Its elimination or erosion by defections to or re-alignment with Ranil would mean that the swing of the policy pendulum to the Right will generate a counter-swing all the way to the untested, economically inexperienced Left.
The diminution of the SJB would jeopardise the democratic system. In any country, there are three pillars of democracy:
The middle classes of town and country
A strong ideological centre or middle-ground
A two-party system.
Ranil and the IMF are already shrinking the middle classes by contracting the economy, and targeting the welfare system and state sector. If he succeeds in attracting a significant segment of the SJB, he will be eroding the ideological centre while augmenting the Right.
He will also be destroying what remains of the two-party system, i.e., of two parties occupying the centre-right and centre-left respectively. That system broke when Ranil’s UNP and its traditional foe the centre-left SLFP entered a hybrid government. Both the UNP and SLFP were ruined. Sajith Premadasa has reconstructed the moderate Centre. Ranil and the SJB’s ‘Economic Ranilists’ must not be permitted to wreck it and polarise the political arena.
The idea that the SJB’s economic ideology is compatible with Ranil’s and that the split with Ranil was because of his style of leadership rather than over ideological or programmatic issues is wrong. In the first place Ranil’s personal style hasn’t changed. He is extending his inner-party despotism to the country as a whole.
The notion that there is an ideological commonality between Ranil’s UNP and Sajith’s SJB is like saying there was an ideological commonality between SWRD’s SLFP and the UNP, simply because the former broke away from the latter.

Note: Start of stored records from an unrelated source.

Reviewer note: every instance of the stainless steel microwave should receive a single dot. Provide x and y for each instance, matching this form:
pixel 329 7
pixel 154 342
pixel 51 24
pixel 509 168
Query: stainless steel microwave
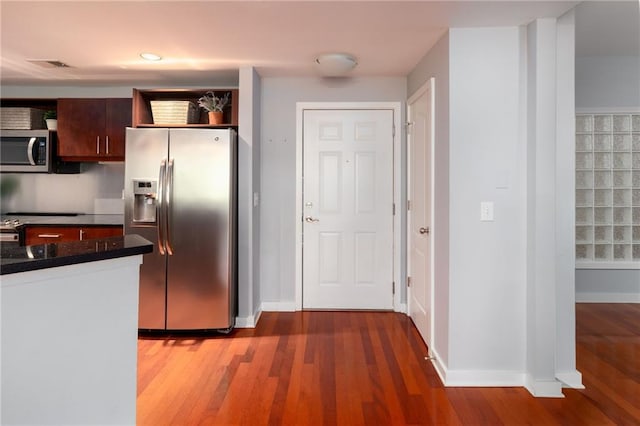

The split-off and founding of the SLFP was not mainly because SWRD was not given the leadership despite his seniority in the UNP. SWRD had come into the UNP from and with the Sinhala Maha Sabhava. It was only a matter of time until he re-emerged from the UNP, bearing a synthesis of his pre-UNP and UNP periods.
Similarly, Ranasinghe Premadasa joined the UNP as a member of the Labour Party. He formed the Puravesi Peramuna (Citizens’ Front) in 1972-3 while a member of the UNP and had the UNP not changed under JR Jayewardene, he would have contested the next General Election on the Puravesi Peramuna platform. In 1988, Premadasa was ready to run for President as an independent, had he been deprived of UNP nomination.
The SLPP has little in common with the SLFP though it broke away from the latter.
Just as SWRD Bandaranaike’s ideas were so well formed that the UNP was always potentially pregnant with the SLFP, Ranasinghe Premadasa’s ideas were so distinctive and robust, and with his stint as President, so successfully tested, that a Premadasa-ist development program and party were already in embryo within the UNP.
That party, led by his son, is the SJB. It has nothing in common ideologically with the UNP which is a neoliberal rightwing party, and never more so than under Ranil Wickremesinghe. Ranasinghe Premadasa is hardly describable by any stretch of the imagination as a rightist or center-rightist, still less a neoliberal. His was a populist-developmentalism of a social democratic orientation. Ideologically, he was a progressive-centrist. The SJB had only an umbilical cord which linked it to the UNP. It must not become a noose with which the ‘economic Ranilists’ hang the new centrist SJB.
SJB members in contact with President Wickremesinghe may regard themselves as liberals but are in dialogue with an unelected ruler who is refusing to hold elections, and is trying to strangle free expression in all its forms and manifestations through the Anti-Terrorism Act. For ‘liberals’ they seem unable to spot the totalitarian impulse even when they sit across a table from it.